The Leaf came onto the scene with a range of well over 100 miles and fast-charging capability using an expanding network of public chargers that Nissan played a role in establishing. Innovation then continued throughout the first-generation Leaf’s life, keeping the car’s impressive sales momentum going. From the world’s first vehicle-to-home energy sharing system to larger batteries delivering even more range and more efficiency, Nissan didn’t stop improving the Leaf, but by 2017 was facing increasing competition.
It was then time for an all-new Leaf, featuring double the range of the original model from a much more power-dense battery, and useful features such as the ProPILOT suite of driver assistance technology and the ‘e-Pedal’ driving system.
In its second generation, the Leaf continued to win over buyers, with production passing the 500,000 mark in 2020.
A solid-state future
Huge advances have been made in the realm of fully electric vehicles since Nissan launched the Leaf just over a decade ago. The biggest leap of all, however, might be yet to come - solid-state batteries.
In place of the liquid-based electrolyte used in the cells of lithium-ion batteries, solid-state units adopt a thin, solid electrolyte usually made from ceramic or solid polymers. This won’t mean much to the average motorist, but the benefits of this set-up are much easier to understand: solid-state batteries are lighter, cheaper due to the use of less exotic raw materials in their construction, and they charge significantly quicker.
There are many challenges involved in making solid-state batteries a reality for production EVs, but Nissan is already forging ahead in tackling these. In early 2022, a prototype solid-state production facility was established at the Nissan Research Center in Kanagawa Prefecture, Japan.
Here, Nissan engineers will use lessons learned from battery production with the intention of reducing the cost of manufacture to the point where EVs will cost the same as their combustion-engined counterparts to purchase. It’ll help Nissan achieve its goal of launching a solid-state-powered car as soon as 2028.
From the Earth to the Moon
Nissan’s e-4ORCE all-wheel drive technology is perhaps most famous for its use on the mighty R35 GT-R, and more recently, the fully electric Ariya.
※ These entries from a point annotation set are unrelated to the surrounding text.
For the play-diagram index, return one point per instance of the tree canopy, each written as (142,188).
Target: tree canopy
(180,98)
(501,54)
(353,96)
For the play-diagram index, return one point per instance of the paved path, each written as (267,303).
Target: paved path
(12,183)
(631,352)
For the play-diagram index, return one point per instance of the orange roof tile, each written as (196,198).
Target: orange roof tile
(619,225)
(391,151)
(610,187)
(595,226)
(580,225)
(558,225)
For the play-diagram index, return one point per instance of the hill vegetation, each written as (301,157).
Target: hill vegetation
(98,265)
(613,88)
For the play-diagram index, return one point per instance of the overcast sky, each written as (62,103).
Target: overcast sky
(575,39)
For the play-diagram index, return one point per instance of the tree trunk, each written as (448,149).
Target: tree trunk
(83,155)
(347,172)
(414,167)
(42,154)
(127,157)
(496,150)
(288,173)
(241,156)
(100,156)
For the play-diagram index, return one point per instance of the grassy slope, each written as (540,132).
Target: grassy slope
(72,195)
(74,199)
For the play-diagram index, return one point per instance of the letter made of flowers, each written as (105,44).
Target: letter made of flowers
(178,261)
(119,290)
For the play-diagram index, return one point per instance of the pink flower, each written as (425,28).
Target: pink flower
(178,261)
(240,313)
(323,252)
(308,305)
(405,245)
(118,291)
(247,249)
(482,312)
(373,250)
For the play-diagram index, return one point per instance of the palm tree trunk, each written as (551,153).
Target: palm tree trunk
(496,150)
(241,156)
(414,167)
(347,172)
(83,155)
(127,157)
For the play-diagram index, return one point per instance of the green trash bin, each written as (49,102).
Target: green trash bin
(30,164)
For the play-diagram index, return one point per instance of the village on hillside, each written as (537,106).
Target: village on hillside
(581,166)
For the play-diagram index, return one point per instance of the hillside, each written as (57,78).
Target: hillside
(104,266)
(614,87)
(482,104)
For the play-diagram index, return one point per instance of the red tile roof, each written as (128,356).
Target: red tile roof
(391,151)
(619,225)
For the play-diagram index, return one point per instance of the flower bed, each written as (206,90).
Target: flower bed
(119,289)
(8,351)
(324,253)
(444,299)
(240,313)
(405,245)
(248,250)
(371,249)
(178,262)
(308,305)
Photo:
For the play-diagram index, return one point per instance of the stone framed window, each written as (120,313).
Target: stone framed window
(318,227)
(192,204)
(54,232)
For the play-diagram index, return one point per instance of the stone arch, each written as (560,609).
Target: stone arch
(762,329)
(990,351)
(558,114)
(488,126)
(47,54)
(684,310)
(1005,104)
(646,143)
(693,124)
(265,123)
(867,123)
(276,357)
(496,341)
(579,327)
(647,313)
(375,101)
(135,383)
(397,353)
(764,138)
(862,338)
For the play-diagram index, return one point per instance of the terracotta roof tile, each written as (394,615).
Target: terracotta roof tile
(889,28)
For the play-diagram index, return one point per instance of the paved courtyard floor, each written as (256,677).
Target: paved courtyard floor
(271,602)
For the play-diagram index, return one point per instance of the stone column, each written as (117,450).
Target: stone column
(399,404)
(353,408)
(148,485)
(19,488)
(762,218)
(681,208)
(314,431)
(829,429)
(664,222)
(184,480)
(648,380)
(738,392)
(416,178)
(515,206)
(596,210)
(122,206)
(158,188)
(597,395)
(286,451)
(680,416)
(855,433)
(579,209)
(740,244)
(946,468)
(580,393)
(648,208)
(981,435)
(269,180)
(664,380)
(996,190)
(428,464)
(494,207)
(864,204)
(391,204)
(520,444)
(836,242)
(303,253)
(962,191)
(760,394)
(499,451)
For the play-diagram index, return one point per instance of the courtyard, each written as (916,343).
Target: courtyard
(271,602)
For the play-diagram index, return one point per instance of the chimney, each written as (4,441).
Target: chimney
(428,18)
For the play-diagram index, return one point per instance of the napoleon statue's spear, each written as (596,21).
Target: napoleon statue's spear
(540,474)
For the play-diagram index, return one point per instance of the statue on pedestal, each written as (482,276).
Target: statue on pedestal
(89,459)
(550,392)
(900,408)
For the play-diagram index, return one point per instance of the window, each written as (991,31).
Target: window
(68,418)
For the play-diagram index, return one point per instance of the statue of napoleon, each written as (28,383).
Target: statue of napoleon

The software behind E-4ORCE could end up some way beyond the world’s road networks - further, even, than the stratosphere.
In its research on lunar rovers for future missions to the moon, the Japan Aerospace Exploration Agency (JAXA) turned to the technical expertise of Nissan to see how e-4ORCE could be used to increase traction on the rocky, undulating terrain of Earth’s sole natural satellite.
On a prototype rover, e-4ORCE helps vary the output of each motorised wheel independently, allowing the vehicle to tackle the kind of terrain which would otherwise stop it in its tracks. The benefits of collaborations like this go both ways, with Nissan being able to apply lessons learned from working with third parties to its road cars.
So in the future, your Nissan road car might well benefit from technology which is - quite literally - out of this world.